Don’t Leave Your Images in the Dark: Image and Video Sitemaps
You might think that adding a video or picture to your website is as simple as uploading the file. However, in most cases, search engines cannot find this type of content without proper indexing, potentially limiting the amount of organic traffic your site receives.
Indexing Images and Videos
As a website owner, therefore, it is important to understand why video and images on your site require proper indexing text to allow search engine crawlers to detect them. These search engine web crawlers still depend on text to rate a web site for relevance. To determine the relevancy of media content, the crawlers search the “alt” and “title” attributes that are associated with it. You can optimize this information, just as you can optimize your site’s ordinary text. Similar basic techniques can help you ensure that both your site’s visitors and search engine crawlers can optimally understand and access your site’s media content.
With picture and video elements, the best approach is generally to use text that humans can read easily. The first tactic is to name the media in a way that includes a basic description of its content. For example, for a picture about horse training in Delaware, instead of “ds293512.jpg,” switch the title to “horse-racing-training-local-delaware.jpg.” After you upload the picture, its URL will be more likely to be properly indexed by search engine crawlers. With the renamed title, the URL will look more like this: http://sampletitle.com/horse-racing-training-local-delaware.jpg.
This will allow the image to be indexed with relevant terms that a visitor could enter into a search engine, such as “horse training,” “horse racing,” “Delaware,” or some combination of the three, all of which result in the page being ranked more highly and attracting more organic traffic.
How This Can Impact Your Page Rank
The web crawlers for Google Images and similar programs will be able to read these .jpg titles to help determine when a page on your site is relevant to a keyword search.
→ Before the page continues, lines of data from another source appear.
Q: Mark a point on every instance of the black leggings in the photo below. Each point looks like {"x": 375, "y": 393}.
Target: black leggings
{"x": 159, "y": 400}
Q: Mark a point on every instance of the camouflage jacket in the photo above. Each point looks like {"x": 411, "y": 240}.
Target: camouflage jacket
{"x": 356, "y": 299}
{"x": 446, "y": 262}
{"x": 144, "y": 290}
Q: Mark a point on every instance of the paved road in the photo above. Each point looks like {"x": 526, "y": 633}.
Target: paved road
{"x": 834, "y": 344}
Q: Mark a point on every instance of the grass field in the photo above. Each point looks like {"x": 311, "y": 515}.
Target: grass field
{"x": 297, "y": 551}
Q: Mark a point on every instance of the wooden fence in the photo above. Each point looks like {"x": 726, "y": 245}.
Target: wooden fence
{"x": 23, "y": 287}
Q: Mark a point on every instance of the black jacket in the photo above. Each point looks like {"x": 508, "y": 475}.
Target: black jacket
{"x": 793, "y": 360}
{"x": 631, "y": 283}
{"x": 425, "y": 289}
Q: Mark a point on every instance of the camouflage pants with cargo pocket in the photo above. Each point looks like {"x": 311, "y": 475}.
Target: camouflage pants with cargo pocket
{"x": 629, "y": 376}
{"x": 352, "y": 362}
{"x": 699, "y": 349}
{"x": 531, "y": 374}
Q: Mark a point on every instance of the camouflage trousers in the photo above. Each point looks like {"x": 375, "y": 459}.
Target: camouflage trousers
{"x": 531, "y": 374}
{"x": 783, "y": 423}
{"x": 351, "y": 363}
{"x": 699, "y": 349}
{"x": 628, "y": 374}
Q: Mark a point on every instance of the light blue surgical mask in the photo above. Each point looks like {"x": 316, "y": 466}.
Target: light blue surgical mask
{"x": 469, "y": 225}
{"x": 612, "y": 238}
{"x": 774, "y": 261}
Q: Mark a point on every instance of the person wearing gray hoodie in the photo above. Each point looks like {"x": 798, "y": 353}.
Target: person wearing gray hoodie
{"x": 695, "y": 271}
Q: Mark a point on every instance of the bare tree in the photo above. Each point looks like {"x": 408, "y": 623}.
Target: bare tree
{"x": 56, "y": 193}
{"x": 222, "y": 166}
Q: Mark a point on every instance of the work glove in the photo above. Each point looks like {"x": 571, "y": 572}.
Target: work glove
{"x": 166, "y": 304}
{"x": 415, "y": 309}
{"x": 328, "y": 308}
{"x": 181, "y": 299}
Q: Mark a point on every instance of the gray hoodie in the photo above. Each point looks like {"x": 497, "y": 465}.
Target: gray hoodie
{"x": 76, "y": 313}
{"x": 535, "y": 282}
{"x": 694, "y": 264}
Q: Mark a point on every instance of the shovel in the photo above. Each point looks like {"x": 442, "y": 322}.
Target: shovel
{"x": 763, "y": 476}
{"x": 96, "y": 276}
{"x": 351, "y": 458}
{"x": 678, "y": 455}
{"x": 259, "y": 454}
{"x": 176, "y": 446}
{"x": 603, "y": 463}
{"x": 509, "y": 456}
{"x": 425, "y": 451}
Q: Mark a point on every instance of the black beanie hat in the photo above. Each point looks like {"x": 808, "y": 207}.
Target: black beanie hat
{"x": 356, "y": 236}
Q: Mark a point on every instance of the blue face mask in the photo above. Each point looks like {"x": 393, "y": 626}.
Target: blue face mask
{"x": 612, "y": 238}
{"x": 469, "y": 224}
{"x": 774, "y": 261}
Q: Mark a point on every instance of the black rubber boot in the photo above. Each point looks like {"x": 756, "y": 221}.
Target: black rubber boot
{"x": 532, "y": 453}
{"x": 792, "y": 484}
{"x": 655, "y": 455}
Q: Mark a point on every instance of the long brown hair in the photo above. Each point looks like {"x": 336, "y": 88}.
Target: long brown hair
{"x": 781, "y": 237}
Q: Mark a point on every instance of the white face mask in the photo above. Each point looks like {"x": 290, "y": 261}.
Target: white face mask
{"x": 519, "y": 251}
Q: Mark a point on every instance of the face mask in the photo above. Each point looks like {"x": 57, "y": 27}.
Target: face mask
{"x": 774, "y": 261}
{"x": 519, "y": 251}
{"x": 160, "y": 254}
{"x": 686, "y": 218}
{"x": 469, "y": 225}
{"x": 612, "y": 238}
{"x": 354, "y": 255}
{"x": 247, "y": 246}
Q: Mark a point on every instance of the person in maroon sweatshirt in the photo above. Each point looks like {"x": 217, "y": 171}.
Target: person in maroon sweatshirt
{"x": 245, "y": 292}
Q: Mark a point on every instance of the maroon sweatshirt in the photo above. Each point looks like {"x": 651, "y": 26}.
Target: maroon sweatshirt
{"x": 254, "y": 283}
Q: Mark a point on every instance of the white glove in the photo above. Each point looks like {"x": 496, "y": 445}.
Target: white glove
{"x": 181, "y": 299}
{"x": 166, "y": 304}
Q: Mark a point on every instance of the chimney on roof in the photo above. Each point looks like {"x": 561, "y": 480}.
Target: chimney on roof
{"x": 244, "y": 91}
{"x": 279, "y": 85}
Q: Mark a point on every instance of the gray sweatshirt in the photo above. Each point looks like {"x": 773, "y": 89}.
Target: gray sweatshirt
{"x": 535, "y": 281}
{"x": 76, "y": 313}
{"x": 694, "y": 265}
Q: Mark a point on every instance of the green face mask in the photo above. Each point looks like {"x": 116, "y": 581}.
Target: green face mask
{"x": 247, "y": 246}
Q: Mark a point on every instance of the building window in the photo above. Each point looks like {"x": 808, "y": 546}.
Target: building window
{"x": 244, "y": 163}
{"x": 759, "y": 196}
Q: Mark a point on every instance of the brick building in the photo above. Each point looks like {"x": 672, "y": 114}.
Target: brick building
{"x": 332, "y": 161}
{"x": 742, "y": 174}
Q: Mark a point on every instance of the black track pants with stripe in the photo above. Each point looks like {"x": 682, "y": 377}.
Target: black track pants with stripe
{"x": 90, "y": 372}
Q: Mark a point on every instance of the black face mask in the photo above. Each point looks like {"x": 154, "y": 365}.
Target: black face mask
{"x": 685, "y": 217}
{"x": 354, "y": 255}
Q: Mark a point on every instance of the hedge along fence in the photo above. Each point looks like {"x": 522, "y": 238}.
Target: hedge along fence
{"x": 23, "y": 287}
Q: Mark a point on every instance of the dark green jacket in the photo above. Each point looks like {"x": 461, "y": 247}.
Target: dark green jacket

The way Google Images ranks images is by the alt attribute, which is considered the primary characteristic of the image — the primary attribute that allows the search engine to understand and rank it. Its impact is similar to that of ordinary HTML tags in a document. An image’s alt attributes must also be grammatically correct to rank highly, and just as with a text post, a video or picture with alt attributes that have been artificially keyword stuffed will not be ranked very highly. Of course, this type of search engine optimization strategy is always a bad idea, no matter what the specific type of content involved.
Specific Issues for Indexing Videos
Many of these indexing principles apply to both video and pictures, with a few exceptions. Web crawlers will analyze the video’s metadata along with details from its host. For example, if the video is being streamed on YouTube or Vimeo, the metadata signals for that service can have a major effect on the page’s search engine ranking. Therefore, creating titles and tags that captures the attention of anyone interested in the content of the video is the best way to approach search engine optimization of this type of media content.